Meditate che questo è stato
Sembra una frase profetica: come se sapesse che qualche anno dopo ci sarebbero state persone che avrebbero negato tutto l’accaduto.
Non solo: Meditate che Questo è stato…questo è un uomo…coincidenza? E cosa vuol dire “è stato”? Solo “è accaduto”? E se fosse un “è stato e ora non è più”, modo aulico di definire un defunto…allora proviamo a traslitterare la frase: “Meditate, perché l’uomo è morto”. Anche se tornerà a casa, anche se dovesse sopravvivere…qualcosa in lui sarà morto…ma non solo l’internato, persino l’aguzzino: nei lager l’uomo, l’Essere Umano, ha perso la sua umanità…è scomparso lasciando spazio a un'altra creatura, senza anima né cuore…
Vi comando queste parole
Attenzione, perché qui inizia una vera e propria preghiera: anzi, la versione “cattiva” della Preghiera per eccellenza del Popolo Ebraico: lo Sh’ma Israel, un po’ come è per noi il “Padre Nostro”. Non è un caso se inizia questa formula con l’espressione “Comando”.
Provate a confrontarle:
Scolpitele nel vostro cuore
Stando in casa andando per via,
Coricandovi alzandovi;
Ripetetele ai vostri figli.
E qui viene fuori la rabbia…fino ad ora era incredulità, depressione, arrendevolezza…ora diventa rabbia, cattiveria, quasi violenza! Ma non contro gli aguzzini, non contro i nazisti o i collaborazionisti, non contro chi ha perpetrato una delle peggiori atrocità della storia umana…
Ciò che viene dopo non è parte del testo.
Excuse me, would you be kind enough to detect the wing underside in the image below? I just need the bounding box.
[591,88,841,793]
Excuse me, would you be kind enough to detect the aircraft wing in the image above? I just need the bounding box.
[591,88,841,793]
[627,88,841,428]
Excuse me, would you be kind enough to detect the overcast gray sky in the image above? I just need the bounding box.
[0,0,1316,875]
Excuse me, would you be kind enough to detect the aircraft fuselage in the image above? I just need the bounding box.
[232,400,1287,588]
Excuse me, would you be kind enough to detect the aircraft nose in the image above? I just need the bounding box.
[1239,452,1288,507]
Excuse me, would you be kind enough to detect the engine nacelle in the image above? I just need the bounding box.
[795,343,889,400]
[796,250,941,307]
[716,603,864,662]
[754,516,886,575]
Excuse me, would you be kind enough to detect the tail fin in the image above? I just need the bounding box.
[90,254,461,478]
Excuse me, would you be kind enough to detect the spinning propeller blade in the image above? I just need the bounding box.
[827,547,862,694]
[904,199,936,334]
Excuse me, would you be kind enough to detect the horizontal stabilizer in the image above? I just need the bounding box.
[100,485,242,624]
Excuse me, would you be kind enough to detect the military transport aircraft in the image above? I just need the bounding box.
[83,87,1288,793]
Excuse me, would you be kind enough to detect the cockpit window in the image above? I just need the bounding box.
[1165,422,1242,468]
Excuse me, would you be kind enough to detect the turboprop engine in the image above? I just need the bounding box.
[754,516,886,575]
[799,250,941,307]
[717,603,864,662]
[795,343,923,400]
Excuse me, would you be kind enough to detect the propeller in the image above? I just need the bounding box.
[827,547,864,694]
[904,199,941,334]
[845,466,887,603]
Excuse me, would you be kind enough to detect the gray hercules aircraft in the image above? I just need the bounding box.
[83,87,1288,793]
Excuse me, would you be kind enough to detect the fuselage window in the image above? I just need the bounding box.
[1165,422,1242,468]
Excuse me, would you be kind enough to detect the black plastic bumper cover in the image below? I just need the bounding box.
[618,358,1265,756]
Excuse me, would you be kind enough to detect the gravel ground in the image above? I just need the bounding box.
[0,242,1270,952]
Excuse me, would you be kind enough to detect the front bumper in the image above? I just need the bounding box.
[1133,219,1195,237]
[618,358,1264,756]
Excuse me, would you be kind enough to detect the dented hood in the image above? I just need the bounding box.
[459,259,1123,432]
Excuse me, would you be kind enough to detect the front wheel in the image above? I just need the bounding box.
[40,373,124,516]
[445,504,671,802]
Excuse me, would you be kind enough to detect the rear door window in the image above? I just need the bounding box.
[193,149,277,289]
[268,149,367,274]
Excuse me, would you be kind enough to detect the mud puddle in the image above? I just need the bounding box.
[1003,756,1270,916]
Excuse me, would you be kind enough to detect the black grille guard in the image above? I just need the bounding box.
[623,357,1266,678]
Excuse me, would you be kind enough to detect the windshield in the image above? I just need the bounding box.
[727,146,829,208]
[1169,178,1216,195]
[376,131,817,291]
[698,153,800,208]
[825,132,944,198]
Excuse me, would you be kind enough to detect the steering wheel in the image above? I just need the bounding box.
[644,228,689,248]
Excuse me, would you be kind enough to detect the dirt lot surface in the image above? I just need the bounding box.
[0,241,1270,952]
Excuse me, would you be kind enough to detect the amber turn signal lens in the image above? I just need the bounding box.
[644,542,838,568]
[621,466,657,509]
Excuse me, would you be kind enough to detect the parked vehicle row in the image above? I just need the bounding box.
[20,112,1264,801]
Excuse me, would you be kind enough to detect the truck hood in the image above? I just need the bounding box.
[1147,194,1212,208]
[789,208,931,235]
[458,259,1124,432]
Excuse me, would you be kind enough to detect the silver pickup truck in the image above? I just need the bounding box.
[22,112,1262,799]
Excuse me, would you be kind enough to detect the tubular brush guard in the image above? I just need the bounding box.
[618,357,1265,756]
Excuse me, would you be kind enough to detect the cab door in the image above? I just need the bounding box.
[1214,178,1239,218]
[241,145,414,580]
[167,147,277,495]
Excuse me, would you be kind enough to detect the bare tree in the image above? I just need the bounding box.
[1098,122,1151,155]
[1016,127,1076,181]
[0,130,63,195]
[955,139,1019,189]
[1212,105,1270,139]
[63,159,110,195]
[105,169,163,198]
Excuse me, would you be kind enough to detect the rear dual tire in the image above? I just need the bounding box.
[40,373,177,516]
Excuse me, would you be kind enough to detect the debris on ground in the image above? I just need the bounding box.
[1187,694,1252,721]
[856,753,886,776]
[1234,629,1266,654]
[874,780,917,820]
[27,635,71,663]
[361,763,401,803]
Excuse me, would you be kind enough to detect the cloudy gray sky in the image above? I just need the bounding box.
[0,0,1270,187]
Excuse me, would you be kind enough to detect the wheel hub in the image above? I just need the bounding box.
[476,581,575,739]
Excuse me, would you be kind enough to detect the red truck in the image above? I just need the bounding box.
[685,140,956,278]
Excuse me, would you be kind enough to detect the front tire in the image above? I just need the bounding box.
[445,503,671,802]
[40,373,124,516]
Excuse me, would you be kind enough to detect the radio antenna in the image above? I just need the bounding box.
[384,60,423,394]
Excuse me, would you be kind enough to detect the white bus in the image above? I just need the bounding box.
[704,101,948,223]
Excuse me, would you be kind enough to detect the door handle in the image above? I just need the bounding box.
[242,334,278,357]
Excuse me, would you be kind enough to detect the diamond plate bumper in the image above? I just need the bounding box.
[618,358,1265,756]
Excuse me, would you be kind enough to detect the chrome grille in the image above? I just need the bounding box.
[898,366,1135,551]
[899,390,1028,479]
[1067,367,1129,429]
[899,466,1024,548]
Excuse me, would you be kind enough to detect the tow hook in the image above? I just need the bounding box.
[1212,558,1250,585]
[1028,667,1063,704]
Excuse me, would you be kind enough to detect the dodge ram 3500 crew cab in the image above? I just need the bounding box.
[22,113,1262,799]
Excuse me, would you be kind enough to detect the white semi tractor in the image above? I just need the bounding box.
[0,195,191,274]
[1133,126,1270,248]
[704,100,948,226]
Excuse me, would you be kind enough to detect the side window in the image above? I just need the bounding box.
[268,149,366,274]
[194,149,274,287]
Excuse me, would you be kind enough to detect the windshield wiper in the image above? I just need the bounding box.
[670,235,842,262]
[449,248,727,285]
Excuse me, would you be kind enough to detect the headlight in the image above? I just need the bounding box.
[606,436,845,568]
Questa è una specie di minaccia verso chi non saprà essere Testimone: Ripetetele ai vostri figli, ai vostri discendenti, perché nessuno possa dimenticare.
E’ come dire che la cosa davvero grave è dimenticare: quello che è stato è stato, ora l’importante è farne Memoria, anche se può costare fatica, dolore, amarezza.
O vi si sfaccia la casa
La casa è simbolo di sicurezza, di protezione, è persino sinonimo di Famiglia: è una Maledizione atroce, e non è un caso che questa frase venga prima di un’altra, grave, ma a quanto pare meno grave di questa.
La malattia vi impedisca
Noi diciamo sempre “L’importante è la salute”…qui non si parla solo di mancanza di salute, ma che addirittura arrivi una malattia che “impedisca”, cioè renda inabili…è brutto, ma ancora di più pensando alla tradizione ebraica, dove la malattia, la deformità, l’inabilità sono viste come castigo di Dio (esattamente come la prosperità e la salute sono considerati Doni di Dio). Ricordate quando i Discepoli, vedendo il cieco, chiedono a Gesù se fosse lui o i genitori ad essere peccatori???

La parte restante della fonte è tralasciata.